Unmarried Arizonans on March 17 urged senators to reject a bill that would give preference to married couples in adoption cases, but a Senate panel voted to advance the measure after arguing about the definition of family values.
Those who support the bill argued the state has a responsibility to establish the very best environment for children in its care, and they cited statistics that show children who grow up in traditional households with a mother and a father fare better.
“When the state steps in and removes a child from a family… then the state has an obligation to provide the very best for that child,” said Kay Ekstrom, founder of the Christian Family Care Agency, a foster care and adoption center. “And in my opinion that is a mom and a dad.”
But Sen. Rebecca Rios, a Democrat from Apache Junction, said not everyone in society agrees that the perfect family includes a married heterosexual couple.
“I don’t know how we can argue that a mom and dad is the best setting when 50 percent of all marriages end in divorce,” she said.
The bill, H2148, was approved by the Senate Public Safety and Human Services Committee by a 4-3 vote. It now heads to the Senate floor via the Rules Committee. The House passed the measure earlier this year.
H2148 would state adoption agencies to give “primary consideration” to placement with a married couple, although adoption agencies may consider placement with a single person if a married couple is not available. It provides exceptions that would allow a single person to have priority over a married couple if the single person is a legal relative of the child, or if the alternative for the child would be extended foster care.
The bill is one of several measures being pushed by the Center for Arizona Policy, an evangelical Christian advocacy group, and the Arizona Catholic Conference.
Cathi Herrod, president of the Center for Arizona Policy, said the bill allows for flexibility, taking into account the child’s best interests.
She said “social science data is still fairly overwhelming that children do best with a married mom and dad from an intact family home.”
But unmarried people who testified to the committee said giving any kind of preference to married couples in adoption cases would dissuade single persons from seeking adoption.

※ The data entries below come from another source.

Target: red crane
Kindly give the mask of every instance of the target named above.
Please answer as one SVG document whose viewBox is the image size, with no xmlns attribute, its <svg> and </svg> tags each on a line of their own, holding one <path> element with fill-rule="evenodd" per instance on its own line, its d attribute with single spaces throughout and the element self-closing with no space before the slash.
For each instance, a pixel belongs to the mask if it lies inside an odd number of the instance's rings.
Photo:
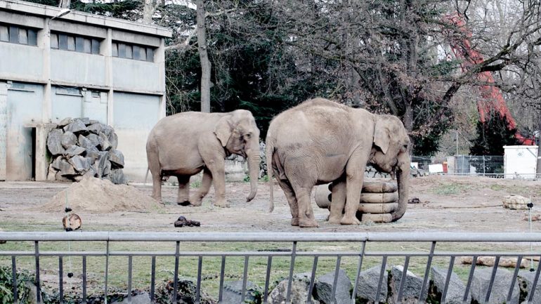
<svg viewBox="0 0 541 304">
<path fill-rule="evenodd" d="M 463 71 L 468 70 L 471 66 L 479 64 L 484 61 L 483 55 L 478 51 L 471 48 L 469 39 L 471 37 L 471 32 L 468 30 L 466 24 L 462 18 L 457 15 L 448 15 L 447 19 L 450 22 L 458 27 L 462 32 L 459 37 L 451 37 L 451 49 L 455 56 L 457 58 L 463 59 L 460 65 Z M 507 127 L 509 129 L 516 128 L 516 121 L 511 114 L 509 109 L 505 104 L 502 92 L 494 84 L 494 78 L 490 72 L 481 72 L 477 73 L 477 79 L 480 82 L 488 84 L 481 86 L 480 91 L 481 98 L 477 102 L 477 110 L 479 112 L 479 119 L 482 123 L 487 120 L 487 116 L 490 112 L 490 110 L 497 111 L 502 117 L 505 117 L 507 122 Z M 515 138 L 523 145 L 535 145 L 535 140 L 527 138 L 517 132 Z"/>
</svg>

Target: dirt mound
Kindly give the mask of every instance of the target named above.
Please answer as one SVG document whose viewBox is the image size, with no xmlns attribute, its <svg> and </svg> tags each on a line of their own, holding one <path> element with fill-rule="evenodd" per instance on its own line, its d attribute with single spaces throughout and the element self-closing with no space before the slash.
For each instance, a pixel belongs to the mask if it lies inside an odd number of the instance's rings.
<svg viewBox="0 0 541 304">
<path fill-rule="evenodd" d="M 133 187 L 115 185 L 107 180 L 86 178 L 74 183 L 36 209 L 63 212 L 66 206 L 75 213 L 146 211 L 159 208 L 156 200 Z"/>
</svg>

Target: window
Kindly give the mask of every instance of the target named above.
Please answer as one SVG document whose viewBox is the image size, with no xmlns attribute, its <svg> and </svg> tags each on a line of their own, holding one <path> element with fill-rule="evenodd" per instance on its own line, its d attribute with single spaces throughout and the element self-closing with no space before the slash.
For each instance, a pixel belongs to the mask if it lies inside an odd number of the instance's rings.
<svg viewBox="0 0 541 304">
<path fill-rule="evenodd" d="M 113 42 L 112 56 L 119 57 L 120 58 L 152 62 L 154 61 L 154 48 L 138 46 L 136 44 Z"/>
<path fill-rule="evenodd" d="M 0 23 L 0 41 L 37 46 L 37 30 Z"/>
<path fill-rule="evenodd" d="M 63 33 L 51 34 L 51 48 L 74 51 L 87 54 L 99 54 L 100 41 L 83 36 Z"/>
</svg>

That, in turn, would mean many children will never get a shot at permanently landing in a loving home, they said.
Susan Frank, an attorney and single parent, said many factors make a good parent, and being married doesn’t always mean a better home environment for children.

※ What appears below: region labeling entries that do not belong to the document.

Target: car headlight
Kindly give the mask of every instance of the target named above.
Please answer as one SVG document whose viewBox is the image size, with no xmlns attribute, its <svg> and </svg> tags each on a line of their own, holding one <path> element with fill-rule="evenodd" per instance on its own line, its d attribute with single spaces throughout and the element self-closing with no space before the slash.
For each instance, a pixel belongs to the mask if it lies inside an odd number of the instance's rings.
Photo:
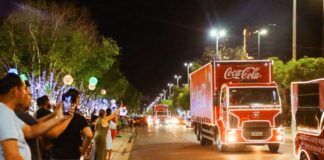
<svg viewBox="0 0 324 160">
<path fill-rule="evenodd" d="M 179 124 L 179 120 L 178 119 L 172 119 L 172 123 L 173 124 Z"/>
</svg>

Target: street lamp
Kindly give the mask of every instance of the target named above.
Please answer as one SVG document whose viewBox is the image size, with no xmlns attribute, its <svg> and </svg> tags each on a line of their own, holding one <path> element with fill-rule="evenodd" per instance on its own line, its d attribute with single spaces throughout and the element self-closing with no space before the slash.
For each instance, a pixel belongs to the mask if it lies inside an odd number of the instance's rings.
<svg viewBox="0 0 324 160">
<path fill-rule="evenodd" d="M 162 92 L 163 92 L 163 100 L 165 100 L 166 90 L 164 89 L 162 90 Z"/>
<path fill-rule="evenodd" d="M 216 59 L 221 59 L 221 57 L 218 53 L 218 41 L 219 41 L 219 38 L 224 37 L 226 35 L 226 31 L 224 29 L 221 29 L 221 30 L 212 29 L 212 30 L 210 30 L 209 34 L 211 37 L 216 37 L 216 55 L 214 56 L 214 61 Z"/>
<path fill-rule="evenodd" d="M 258 59 L 260 59 L 260 41 L 261 41 L 261 35 L 266 35 L 268 31 L 266 29 L 256 30 L 254 32 L 255 34 L 258 34 Z"/>
<path fill-rule="evenodd" d="M 184 63 L 184 66 L 187 67 L 187 81 L 188 81 L 188 85 L 189 85 L 189 68 L 192 67 L 192 63 Z"/>
<path fill-rule="evenodd" d="M 171 88 L 173 87 L 173 83 L 168 83 L 168 86 L 169 86 L 169 98 L 170 98 L 170 95 L 171 95 Z"/>
<path fill-rule="evenodd" d="M 177 80 L 177 87 L 179 87 L 179 79 L 181 78 L 181 76 L 174 75 L 174 78 Z"/>
</svg>

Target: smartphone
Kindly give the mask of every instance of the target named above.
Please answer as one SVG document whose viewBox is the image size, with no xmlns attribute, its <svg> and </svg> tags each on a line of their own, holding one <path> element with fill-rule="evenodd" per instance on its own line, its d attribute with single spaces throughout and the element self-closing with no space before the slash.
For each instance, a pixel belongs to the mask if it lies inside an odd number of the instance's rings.
<svg viewBox="0 0 324 160">
<path fill-rule="evenodd" d="M 71 108 L 71 96 L 65 97 L 63 100 L 63 114 L 68 115 Z"/>
</svg>

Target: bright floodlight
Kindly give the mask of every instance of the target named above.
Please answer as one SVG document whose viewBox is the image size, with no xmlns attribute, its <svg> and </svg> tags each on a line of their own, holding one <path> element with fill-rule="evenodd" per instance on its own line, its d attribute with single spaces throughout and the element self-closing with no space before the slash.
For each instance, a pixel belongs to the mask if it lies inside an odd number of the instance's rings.
<svg viewBox="0 0 324 160">
<path fill-rule="evenodd" d="M 217 32 L 215 29 L 210 30 L 209 32 L 210 36 L 215 37 L 217 35 Z"/>
<path fill-rule="evenodd" d="M 220 37 L 223 37 L 223 36 L 225 36 L 226 35 L 226 31 L 225 30 L 221 30 L 220 32 L 219 32 L 219 36 Z"/>
<path fill-rule="evenodd" d="M 226 35 L 226 31 L 224 29 L 221 30 L 216 30 L 216 29 L 212 29 L 209 32 L 211 37 L 223 37 Z"/>
<path fill-rule="evenodd" d="M 260 31 L 260 34 L 261 35 L 265 35 L 267 33 L 268 33 L 268 30 L 266 30 L 266 29 L 261 29 L 261 31 Z"/>
<path fill-rule="evenodd" d="M 187 67 L 189 65 L 189 67 L 192 66 L 192 63 L 184 63 L 184 65 Z"/>
</svg>

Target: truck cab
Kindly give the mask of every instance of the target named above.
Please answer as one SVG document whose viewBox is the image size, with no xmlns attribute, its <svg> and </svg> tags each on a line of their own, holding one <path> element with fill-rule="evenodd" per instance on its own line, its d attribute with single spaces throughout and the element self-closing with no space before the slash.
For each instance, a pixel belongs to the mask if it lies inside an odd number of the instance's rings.
<svg viewBox="0 0 324 160">
<path fill-rule="evenodd" d="M 324 159 L 324 78 L 293 82 L 291 102 L 295 157 Z"/>
<path fill-rule="evenodd" d="M 284 129 L 275 83 L 226 83 L 219 102 L 222 144 L 268 144 L 270 151 L 278 151 Z"/>
</svg>

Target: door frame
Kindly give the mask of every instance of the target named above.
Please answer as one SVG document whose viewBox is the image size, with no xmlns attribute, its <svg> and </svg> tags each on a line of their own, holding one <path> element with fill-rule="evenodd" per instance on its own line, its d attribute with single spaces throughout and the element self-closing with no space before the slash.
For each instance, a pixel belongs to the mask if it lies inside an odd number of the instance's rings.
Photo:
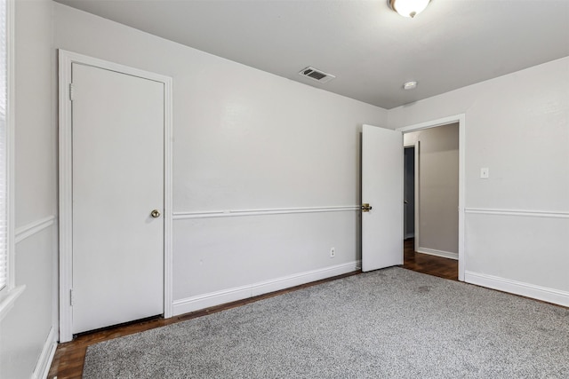
<svg viewBox="0 0 569 379">
<path fill-rule="evenodd" d="M 404 133 L 405 134 L 405 133 Z M 405 149 L 413 148 L 413 239 L 414 239 L 414 247 L 415 250 L 417 250 L 417 247 L 419 246 L 417 241 L 419 241 L 419 141 L 415 141 L 413 144 L 405 145 L 405 142 L 403 144 L 403 151 L 405 154 Z M 403 171 L 403 175 L 405 175 L 405 168 Z M 405 177 L 404 177 L 405 183 Z M 404 185 L 405 186 L 405 185 Z M 405 209 L 405 204 L 403 206 Z M 404 210 L 405 214 L 405 210 Z M 404 222 L 405 217 L 404 217 Z M 405 223 L 406 224 L 406 223 Z M 407 238 L 407 233 L 405 233 L 405 228 L 404 227 L 403 238 Z"/>
<path fill-rule="evenodd" d="M 464 245 L 465 225 L 464 225 L 464 208 L 466 196 L 466 114 L 459 114 L 437 120 L 427 121 L 424 122 L 415 123 L 408 126 L 397 128 L 402 133 L 409 133 L 412 131 L 421 130 L 424 129 L 436 128 L 437 126 L 448 125 L 449 123 L 459 123 L 459 280 L 464 281 L 464 272 L 466 271 L 466 254 Z M 417 152 L 415 152 L 417 153 Z M 417 168 L 415 168 L 416 170 Z M 417 207 L 417 204 L 415 204 Z M 418 220 L 415 219 L 415 222 Z M 417 233 L 417 230 L 415 230 Z"/>
<path fill-rule="evenodd" d="M 72 234 L 72 94 L 71 65 L 79 63 L 152 80 L 164 86 L 164 317 L 170 318 L 172 307 L 172 79 L 162 75 L 108 62 L 86 55 L 59 49 L 59 233 L 60 233 L 60 342 L 73 338 L 73 312 L 71 288 L 73 285 L 73 234 Z"/>
</svg>

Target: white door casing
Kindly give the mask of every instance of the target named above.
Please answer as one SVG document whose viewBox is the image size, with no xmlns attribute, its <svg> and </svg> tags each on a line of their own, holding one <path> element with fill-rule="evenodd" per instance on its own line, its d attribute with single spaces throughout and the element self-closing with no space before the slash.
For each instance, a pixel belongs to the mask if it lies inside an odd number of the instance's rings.
<svg viewBox="0 0 569 379">
<path fill-rule="evenodd" d="M 60 51 L 60 342 L 172 316 L 171 91 L 171 78 Z"/>
<path fill-rule="evenodd" d="M 403 265 L 403 134 L 364 125 L 362 271 Z"/>
</svg>

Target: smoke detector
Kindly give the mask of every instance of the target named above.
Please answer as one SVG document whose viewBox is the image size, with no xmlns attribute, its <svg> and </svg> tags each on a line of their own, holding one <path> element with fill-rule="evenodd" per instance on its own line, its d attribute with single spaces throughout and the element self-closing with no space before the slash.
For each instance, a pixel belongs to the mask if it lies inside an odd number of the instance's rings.
<svg viewBox="0 0 569 379">
<path fill-rule="evenodd" d="M 317 70 L 310 67 L 308 67 L 301 70 L 301 72 L 299 72 L 299 75 L 309 77 L 312 80 L 316 80 L 317 82 L 320 82 L 320 83 L 327 83 L 336 78 L 336 76 L 331 74 L 326 74 L 324 71 Z"/>
</svg>

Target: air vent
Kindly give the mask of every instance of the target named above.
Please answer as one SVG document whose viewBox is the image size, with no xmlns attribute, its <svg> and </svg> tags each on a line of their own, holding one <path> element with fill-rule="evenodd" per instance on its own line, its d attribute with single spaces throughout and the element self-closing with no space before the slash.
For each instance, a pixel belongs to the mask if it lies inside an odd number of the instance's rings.
<svg viewBox="0 0 569 379">
<path fill-rule="evenodd" d="M 306 67 L 299 73 L 300 75 L 309 77 L 312 80 L 316 80 L 320 83 L 330 82 L 335 79 L 336 76 L 326 74 L 324 71 L 317 70 L 314 67 Z"/>
</svg>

“Patience, nurturing, time, commitment, sense of humor. Are these always found in a marriage?” she asked the committee members. “If you think you can legislate a perfect family, you can’t. To make a blanket assumption that any married couple is better than a single parent is short-changing our kids.”
Rebecca Schapback, also a single parent who has extensive experience as pediatric nurse, said she would never have gone through the process of adopting her daughter if the law at the time had stipulated that married people get preference.

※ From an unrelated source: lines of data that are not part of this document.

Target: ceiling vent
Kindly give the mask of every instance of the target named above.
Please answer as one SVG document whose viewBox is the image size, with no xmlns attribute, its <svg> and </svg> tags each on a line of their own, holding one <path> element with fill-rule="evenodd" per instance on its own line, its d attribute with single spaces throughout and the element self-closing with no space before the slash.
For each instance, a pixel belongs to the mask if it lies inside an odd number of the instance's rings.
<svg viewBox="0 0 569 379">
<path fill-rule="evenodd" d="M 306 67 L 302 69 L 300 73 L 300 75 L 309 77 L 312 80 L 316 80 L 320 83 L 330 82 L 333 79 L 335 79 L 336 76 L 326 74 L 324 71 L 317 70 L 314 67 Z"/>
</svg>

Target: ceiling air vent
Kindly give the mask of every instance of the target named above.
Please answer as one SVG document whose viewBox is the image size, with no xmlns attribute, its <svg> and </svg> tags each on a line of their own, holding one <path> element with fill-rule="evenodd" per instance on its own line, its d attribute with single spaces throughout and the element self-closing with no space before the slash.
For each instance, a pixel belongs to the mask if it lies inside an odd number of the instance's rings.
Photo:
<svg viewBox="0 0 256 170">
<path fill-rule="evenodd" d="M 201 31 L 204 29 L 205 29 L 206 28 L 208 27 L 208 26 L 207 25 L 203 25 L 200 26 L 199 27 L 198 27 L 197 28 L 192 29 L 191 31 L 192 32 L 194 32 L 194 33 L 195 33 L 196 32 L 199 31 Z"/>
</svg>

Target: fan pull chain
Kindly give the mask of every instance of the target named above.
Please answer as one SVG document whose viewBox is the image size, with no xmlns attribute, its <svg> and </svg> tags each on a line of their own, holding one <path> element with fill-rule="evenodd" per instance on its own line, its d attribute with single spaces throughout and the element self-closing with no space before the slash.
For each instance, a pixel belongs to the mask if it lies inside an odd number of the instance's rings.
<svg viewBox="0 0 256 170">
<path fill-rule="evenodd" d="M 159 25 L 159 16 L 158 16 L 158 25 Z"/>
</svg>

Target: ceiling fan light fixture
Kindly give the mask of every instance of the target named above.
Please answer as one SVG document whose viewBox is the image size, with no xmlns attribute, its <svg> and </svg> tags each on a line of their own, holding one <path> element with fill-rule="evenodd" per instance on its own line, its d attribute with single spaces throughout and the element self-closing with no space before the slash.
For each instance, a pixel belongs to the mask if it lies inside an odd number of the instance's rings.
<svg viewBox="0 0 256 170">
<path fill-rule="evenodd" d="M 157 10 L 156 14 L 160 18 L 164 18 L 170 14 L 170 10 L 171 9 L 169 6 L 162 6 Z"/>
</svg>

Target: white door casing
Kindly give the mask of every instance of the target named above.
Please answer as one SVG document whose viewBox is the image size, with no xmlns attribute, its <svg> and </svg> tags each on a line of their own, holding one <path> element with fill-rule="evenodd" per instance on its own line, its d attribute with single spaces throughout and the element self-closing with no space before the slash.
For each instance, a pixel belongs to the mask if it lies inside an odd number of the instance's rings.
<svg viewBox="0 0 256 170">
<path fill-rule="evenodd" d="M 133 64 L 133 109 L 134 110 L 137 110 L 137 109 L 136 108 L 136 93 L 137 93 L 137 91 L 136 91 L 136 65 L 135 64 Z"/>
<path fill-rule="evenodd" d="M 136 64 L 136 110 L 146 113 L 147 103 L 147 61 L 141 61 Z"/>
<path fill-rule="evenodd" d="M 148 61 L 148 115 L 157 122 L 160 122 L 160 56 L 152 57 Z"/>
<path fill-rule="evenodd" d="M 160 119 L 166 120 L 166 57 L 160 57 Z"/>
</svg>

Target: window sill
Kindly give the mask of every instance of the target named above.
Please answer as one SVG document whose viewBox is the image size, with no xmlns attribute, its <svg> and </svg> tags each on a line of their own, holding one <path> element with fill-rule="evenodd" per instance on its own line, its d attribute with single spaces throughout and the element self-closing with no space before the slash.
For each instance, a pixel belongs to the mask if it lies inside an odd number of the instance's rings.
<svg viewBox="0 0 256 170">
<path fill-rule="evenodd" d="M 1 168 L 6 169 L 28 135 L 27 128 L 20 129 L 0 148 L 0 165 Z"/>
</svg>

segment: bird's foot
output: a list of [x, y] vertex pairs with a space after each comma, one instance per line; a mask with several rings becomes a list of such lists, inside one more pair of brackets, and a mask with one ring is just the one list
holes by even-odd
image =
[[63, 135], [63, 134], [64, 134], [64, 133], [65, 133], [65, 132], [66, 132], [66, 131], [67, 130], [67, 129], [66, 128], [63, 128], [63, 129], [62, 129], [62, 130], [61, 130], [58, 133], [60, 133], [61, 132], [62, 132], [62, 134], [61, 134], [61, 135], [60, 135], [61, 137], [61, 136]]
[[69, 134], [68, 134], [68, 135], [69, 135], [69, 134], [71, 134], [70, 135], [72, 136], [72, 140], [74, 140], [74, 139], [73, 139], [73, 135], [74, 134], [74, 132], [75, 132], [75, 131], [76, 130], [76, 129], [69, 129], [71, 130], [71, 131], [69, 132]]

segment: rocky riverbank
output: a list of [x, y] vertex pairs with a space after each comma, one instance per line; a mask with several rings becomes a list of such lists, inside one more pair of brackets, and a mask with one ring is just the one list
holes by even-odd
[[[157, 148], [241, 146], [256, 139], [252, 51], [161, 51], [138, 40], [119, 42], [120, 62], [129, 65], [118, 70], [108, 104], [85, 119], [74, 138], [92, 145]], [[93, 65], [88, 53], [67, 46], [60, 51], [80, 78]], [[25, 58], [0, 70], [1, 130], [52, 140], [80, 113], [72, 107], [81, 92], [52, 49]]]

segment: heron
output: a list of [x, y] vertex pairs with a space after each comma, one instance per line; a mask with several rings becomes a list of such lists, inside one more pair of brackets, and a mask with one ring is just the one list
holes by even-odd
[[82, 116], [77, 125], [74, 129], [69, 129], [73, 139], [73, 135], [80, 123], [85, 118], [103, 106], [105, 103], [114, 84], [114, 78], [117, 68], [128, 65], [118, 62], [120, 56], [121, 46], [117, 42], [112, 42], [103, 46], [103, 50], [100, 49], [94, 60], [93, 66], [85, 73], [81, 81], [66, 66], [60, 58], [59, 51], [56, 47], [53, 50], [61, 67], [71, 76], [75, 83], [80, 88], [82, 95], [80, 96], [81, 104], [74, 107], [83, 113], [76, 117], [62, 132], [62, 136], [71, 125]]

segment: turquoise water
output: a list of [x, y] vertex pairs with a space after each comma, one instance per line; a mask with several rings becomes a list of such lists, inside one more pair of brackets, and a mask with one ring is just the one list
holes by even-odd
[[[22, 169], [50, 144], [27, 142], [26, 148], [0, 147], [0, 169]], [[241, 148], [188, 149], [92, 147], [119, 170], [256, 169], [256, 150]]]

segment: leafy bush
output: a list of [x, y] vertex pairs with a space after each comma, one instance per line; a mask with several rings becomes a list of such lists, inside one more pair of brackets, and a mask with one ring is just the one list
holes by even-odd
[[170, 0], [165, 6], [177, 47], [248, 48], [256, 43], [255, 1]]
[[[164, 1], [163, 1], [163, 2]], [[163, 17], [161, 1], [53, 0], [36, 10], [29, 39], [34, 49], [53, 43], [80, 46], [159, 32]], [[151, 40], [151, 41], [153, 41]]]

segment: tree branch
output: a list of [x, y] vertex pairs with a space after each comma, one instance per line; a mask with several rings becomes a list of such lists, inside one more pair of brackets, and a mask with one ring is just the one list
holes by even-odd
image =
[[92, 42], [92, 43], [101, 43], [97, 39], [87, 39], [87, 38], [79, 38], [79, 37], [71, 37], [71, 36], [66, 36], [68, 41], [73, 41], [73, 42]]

“I don’t think I could have gone through the heartache of… having a child in my house or getting my expectations up only to have them dashed because I was a single parent,” she said.
On another level, the bill is part of a larger debate over what “family values” actually means. On one side are those who believe that the traditional definition has served society well for a long time and should be preserved. On the opposite end are those who believe that the definition of family should be much broader than just a father, a mother and their children.
Ron Adelson, CEO of an adoption center, said the problem with the measure is the perception it creates. What he has heard is that single parents of adoptive children have said they wouldn’t have stepped forward if the policy were in place.
“What we need to decide is what is more important. Is it more important for us to codify our values or is it more important for children to have homes?” he said.